Metric Travelling Salesman Problem Approximation via MSTs
Travelling Salesman Problem
Given a graph $G = (V, E)$, a Hamiltonian cycle of $G$ is a simple cycle that visits every vertex once (not every graph has a Hamiltonian cycle!)
The Travelling Salesman Problem is the task of finding the minimum weight Hamiltonian cycle in a graph
- called travelling salesman because it models a situation where a salesman would like to visit every city in the optimal way
- TSP is an NP-complete problem
- NP-complete is a class of problems which do not have known efficient (polynomial time) solutions
- every NP-complete problem is equivalent, so a solution to one problem would yield a solution to every problem
- determining if it is possible to find a polynomial time solution to an NP-complete problem is one of the Millenium Prize Problems (P vs NP)
- other NP-complete problems include:
- boolean satisfiability (3-SAT)
- determining if a graph has a Hamiltonian cycle
- finding the maximum size clique (complete subgraph) in a graph
- subset sum problem - given $X \lbrace x_1, …, x_n \rbrace \subseteq Z$ and $c \in \mathbb Z$, find a subset of $X$ so that if $s = \sum_{x \in X} x$, then $s < c$ and $s$ is as large as possible
Metric TSP
A metric (as in math) is a distance function $d : X^2 \to \mathbb R^{\geq 0}$ which satisfies some properties (that agree with our intuitive understanding of distance)

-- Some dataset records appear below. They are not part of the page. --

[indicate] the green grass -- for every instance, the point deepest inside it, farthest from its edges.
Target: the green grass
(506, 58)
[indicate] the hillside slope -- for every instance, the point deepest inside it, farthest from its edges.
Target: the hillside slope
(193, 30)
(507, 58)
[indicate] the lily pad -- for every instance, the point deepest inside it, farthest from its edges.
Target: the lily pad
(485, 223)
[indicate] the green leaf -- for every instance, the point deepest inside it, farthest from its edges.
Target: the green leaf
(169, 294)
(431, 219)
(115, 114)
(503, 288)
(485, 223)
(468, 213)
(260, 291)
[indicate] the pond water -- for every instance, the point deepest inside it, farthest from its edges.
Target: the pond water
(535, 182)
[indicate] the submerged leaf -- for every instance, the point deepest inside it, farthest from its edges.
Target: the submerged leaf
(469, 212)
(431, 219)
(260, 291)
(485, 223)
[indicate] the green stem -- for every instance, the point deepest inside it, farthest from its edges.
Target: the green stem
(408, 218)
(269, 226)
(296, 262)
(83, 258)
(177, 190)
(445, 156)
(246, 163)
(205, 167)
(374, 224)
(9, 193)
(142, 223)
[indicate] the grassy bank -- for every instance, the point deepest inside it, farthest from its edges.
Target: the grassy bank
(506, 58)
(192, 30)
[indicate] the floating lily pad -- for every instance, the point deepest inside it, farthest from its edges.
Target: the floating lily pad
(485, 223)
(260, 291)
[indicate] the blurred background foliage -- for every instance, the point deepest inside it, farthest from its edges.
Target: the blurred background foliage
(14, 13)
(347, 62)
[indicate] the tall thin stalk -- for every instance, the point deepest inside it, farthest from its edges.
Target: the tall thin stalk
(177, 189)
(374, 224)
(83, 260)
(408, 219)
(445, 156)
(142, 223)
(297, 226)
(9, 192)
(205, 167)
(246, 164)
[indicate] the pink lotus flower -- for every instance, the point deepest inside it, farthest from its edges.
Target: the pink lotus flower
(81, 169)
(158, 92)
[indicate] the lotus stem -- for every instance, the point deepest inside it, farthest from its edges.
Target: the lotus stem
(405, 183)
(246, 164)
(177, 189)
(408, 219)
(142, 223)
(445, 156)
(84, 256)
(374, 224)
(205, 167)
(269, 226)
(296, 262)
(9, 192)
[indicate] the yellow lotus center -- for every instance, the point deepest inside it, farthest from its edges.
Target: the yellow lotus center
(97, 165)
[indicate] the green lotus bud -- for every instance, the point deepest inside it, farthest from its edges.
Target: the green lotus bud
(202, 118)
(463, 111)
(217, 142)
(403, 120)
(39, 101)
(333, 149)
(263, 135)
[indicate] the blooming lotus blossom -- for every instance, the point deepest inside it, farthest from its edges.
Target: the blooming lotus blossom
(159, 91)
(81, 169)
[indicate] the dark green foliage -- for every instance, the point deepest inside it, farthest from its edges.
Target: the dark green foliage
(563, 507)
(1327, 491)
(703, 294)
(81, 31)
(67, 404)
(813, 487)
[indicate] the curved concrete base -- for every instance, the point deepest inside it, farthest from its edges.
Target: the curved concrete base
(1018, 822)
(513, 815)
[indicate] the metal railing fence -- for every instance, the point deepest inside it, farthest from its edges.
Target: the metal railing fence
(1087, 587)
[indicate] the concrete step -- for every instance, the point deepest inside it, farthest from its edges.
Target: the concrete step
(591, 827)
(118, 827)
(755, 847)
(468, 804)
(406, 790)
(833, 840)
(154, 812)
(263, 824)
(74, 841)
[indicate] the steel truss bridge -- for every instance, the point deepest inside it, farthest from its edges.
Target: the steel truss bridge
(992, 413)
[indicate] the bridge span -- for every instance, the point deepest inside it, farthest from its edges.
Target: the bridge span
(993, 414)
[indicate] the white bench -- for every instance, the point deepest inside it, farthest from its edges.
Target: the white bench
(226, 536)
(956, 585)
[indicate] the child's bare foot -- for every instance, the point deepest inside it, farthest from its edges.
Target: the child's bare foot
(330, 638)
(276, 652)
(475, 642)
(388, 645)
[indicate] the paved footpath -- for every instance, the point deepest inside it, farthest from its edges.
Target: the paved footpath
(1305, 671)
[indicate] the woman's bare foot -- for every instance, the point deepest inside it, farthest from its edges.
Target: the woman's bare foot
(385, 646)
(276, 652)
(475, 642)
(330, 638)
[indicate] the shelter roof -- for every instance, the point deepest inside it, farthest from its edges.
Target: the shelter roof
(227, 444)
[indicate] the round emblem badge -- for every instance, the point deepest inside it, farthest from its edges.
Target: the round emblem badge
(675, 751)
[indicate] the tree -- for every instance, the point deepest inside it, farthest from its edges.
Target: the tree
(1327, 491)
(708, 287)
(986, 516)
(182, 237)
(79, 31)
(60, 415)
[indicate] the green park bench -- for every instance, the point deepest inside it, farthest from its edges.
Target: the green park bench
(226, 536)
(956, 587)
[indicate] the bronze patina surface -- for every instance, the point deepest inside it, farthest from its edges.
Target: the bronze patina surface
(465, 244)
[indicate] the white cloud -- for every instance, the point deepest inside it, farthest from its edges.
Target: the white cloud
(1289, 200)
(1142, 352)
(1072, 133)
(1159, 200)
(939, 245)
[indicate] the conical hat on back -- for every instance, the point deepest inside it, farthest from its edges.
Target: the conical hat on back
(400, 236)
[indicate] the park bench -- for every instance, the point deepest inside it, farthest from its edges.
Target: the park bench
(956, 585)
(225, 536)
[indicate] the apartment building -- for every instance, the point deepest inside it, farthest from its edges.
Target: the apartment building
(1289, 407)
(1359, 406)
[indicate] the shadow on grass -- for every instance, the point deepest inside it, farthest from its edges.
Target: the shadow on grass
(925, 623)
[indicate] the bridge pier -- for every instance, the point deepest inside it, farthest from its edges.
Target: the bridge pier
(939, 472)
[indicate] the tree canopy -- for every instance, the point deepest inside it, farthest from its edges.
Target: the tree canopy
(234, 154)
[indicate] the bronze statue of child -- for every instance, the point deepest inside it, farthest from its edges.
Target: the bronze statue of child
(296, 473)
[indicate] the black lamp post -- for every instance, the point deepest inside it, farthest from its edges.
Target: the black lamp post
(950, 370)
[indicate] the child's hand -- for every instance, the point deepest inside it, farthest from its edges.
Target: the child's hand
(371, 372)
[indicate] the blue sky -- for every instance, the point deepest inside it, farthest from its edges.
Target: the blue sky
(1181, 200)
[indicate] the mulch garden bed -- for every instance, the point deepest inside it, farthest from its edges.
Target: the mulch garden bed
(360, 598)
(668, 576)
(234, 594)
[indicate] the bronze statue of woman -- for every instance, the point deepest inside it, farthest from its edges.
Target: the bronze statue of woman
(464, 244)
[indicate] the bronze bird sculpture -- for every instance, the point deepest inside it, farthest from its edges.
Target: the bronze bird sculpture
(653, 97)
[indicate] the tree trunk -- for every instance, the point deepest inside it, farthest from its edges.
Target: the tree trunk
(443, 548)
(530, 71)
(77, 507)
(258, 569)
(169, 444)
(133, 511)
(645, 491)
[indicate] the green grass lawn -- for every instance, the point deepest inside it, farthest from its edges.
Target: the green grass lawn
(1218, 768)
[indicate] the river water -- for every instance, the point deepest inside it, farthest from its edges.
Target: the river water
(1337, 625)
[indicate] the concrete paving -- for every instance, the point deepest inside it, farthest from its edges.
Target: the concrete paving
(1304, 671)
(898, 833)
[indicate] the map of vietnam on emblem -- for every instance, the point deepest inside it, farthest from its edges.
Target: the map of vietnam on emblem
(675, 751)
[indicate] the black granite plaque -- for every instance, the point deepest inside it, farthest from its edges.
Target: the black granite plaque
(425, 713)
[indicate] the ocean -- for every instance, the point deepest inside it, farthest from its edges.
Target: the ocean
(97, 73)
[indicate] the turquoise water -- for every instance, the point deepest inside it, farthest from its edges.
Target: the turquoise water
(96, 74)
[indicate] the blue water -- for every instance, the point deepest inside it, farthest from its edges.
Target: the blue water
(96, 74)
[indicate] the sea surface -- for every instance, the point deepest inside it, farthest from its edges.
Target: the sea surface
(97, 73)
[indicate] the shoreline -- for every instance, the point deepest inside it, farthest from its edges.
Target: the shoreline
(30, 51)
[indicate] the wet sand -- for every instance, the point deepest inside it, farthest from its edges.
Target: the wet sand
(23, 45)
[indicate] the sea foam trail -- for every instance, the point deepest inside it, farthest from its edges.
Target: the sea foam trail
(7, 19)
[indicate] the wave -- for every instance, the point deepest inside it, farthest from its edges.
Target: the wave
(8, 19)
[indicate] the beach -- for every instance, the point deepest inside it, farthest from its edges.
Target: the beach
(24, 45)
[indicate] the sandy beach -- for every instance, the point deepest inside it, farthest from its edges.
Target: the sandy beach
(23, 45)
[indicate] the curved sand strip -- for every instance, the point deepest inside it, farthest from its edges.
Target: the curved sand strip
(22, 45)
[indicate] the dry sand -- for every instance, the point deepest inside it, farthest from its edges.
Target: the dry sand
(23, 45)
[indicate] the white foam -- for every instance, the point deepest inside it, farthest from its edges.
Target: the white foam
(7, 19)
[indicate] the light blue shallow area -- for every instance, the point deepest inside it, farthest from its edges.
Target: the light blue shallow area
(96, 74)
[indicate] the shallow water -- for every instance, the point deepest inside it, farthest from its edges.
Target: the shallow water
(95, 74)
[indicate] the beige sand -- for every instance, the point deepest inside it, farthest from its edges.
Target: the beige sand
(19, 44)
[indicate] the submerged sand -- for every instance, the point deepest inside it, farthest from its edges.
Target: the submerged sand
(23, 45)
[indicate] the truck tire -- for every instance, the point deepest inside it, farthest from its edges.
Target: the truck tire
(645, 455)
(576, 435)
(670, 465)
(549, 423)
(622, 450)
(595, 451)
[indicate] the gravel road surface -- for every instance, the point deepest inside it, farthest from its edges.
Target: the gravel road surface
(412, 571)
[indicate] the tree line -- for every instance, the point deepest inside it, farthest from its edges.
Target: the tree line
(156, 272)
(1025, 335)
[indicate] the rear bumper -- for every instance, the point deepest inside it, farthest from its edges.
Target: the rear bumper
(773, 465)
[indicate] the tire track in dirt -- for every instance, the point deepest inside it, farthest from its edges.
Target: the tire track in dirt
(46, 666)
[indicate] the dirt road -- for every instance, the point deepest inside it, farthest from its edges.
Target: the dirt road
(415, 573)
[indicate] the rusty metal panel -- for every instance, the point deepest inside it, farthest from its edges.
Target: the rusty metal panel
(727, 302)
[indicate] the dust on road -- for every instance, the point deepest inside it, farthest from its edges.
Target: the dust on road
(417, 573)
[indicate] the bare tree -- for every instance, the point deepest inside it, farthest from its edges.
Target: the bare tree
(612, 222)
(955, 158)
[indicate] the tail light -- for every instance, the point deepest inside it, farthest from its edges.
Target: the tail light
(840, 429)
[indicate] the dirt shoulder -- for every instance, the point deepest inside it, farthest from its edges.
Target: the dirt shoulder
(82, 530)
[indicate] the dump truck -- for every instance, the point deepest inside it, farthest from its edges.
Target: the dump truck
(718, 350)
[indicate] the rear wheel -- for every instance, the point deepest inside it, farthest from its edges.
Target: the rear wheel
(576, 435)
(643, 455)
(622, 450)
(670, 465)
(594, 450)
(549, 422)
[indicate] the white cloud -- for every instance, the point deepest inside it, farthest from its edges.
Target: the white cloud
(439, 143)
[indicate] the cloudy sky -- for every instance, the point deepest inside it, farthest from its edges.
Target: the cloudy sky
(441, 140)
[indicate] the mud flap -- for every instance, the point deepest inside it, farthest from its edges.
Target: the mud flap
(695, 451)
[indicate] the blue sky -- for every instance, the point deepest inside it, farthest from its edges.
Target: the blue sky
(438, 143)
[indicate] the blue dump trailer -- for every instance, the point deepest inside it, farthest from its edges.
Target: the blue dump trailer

For any points $x, y \in X$
- $d(x, y) \geq 0$
- $d(x, y) = 0 \Leftrightarrow x = y$
- $d(x, y) = d(y, x)$
- $d(x, y) + d(y, z) \geq d(x, z)$ (triangle inequality)
The metric TSP is the TSP problem with the additional assumption that the weight function on the graph $wt : E \to \mathbb R$ is a metric
- this is still NP-complete
Approximation Algorithms
- when an optimal solution is difficult to find (e.g. if the problem is NP-complete), finding an approximate solution can be reasonable
- we would like an algorithm that finds a Hamiltonian cycle $H$ so that $wt(H) \leq c \cdot wt(O)$, where $c$ is some constant and $O$ is the optimal (least weight) Hamiltonian cycle
- unfortunately this is not possible for general TSP (for any $c$) unless $P = NP$ :(
- however, it is possible for metric TSP!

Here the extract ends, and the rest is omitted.